The elections this past week showed heavy Republican gains at every level of government, falling 38 years short of James Carville’s predicted 40 years of Democratic dominance. The Republican Party, however, did not thrive on the basis of its own popularity or competency.
Many think the Republicans could have enjoyed even more success in the Senate. If only one nominated candidate had not offended an entire race to the point of consolidating a Hispanic monolith of opposition, and had another candidate not have been Christine O’Donnell. Senator-elect Marco Rubio summed it up best saying voters gave Republicans a “second chance.”
Why the Republicans were given a second chance, and on so impressive a scale, can be attributed to a combination of any number of factors.
The poor economy was significant, as was the fact the Republicans were an out-of-power party with enthusiastic incentives in the shadow of major legislative achievements by the Democrat-led government.
Much of the debate in the aftermath has centered on whether the election results were the product of an American rejection of left-leaning policies, or if it was simply a matter of poor communication.

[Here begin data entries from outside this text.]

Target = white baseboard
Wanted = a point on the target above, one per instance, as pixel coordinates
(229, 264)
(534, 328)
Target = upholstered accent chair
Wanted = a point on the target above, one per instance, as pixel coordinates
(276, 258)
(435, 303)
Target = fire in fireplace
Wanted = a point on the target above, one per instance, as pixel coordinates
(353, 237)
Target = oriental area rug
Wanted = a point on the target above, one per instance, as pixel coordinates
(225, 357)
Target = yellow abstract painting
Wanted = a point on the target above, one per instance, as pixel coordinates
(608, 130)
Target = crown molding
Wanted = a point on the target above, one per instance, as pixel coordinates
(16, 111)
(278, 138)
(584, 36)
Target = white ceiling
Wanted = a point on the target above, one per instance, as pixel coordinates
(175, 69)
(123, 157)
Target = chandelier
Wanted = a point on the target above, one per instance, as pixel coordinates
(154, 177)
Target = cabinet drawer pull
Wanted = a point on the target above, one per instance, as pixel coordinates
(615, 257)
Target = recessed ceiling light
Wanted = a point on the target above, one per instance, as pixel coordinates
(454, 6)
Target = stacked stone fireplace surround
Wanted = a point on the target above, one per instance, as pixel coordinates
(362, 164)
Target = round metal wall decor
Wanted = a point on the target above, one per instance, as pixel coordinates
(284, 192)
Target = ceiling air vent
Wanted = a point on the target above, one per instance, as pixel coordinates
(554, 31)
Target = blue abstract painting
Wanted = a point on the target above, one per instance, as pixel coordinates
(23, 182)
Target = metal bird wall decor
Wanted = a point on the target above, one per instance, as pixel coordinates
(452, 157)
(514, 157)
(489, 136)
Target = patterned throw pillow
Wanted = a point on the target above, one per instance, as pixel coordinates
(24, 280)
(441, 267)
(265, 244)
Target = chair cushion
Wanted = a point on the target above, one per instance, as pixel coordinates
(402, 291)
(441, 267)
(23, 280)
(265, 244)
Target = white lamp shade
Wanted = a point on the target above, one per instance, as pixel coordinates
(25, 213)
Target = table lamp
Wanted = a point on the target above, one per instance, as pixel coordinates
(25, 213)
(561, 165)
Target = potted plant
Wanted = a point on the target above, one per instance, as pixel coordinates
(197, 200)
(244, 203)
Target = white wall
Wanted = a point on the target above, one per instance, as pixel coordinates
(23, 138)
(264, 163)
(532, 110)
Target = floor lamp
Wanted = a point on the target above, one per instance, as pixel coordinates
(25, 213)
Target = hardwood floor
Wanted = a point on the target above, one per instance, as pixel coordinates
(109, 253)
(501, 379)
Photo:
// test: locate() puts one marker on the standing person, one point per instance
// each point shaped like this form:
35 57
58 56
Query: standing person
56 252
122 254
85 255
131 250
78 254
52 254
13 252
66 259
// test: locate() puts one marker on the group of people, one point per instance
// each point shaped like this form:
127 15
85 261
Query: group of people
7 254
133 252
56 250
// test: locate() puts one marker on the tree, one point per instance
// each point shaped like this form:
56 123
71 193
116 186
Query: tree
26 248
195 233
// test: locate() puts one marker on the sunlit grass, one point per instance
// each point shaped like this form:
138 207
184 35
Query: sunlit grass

I find no need to pick between the two. Charles Krauthammer argued convincingly in a recent column the election results were just a center-right country correcting itself after a flourish of governance that pushed itself further left than the general American public was willing to go.
While this might be so, there is, in my estimation, the added element of the American left’s tendency to defend the common man by berating him. Misanthropic populism is a hard sell, and so long as the Democratic Party finds its most visible defenders to be self-indulgent narcissists, it will easily be fit into narratives the Democrats wish to micromanage the lives of those less civilized. President Obama has long faced charges of elitism, and to his party’s credit, it seems very much to be a grassroots movement.
The Eastern Echo has previously run columns from obvious leftist voices which, with perplexing condescension given their general poor quality in thought and articulation, denounce the importance of popular concepts such as the centrality of faith and country.
On a national scale, MSNBC’s election night coverage saw five well-educated, well-informed, intelligent commentators who all share the common characteristics of being liberal and unfunny, sit around stifling laughter—or maybe forcing it out—as the audience, and poor Ed Schultz who was banished to Nevada, were supposed to feel lucky to look in on their gathering through a TV.
The American left must realize no matter what its policy actually is, it is intuitively difficult to align oneself with such an insufferable lot. It’s too bad, I should add, since the Democrats represent the most viable means of forming acceptable policies on issues like immigration and the environment.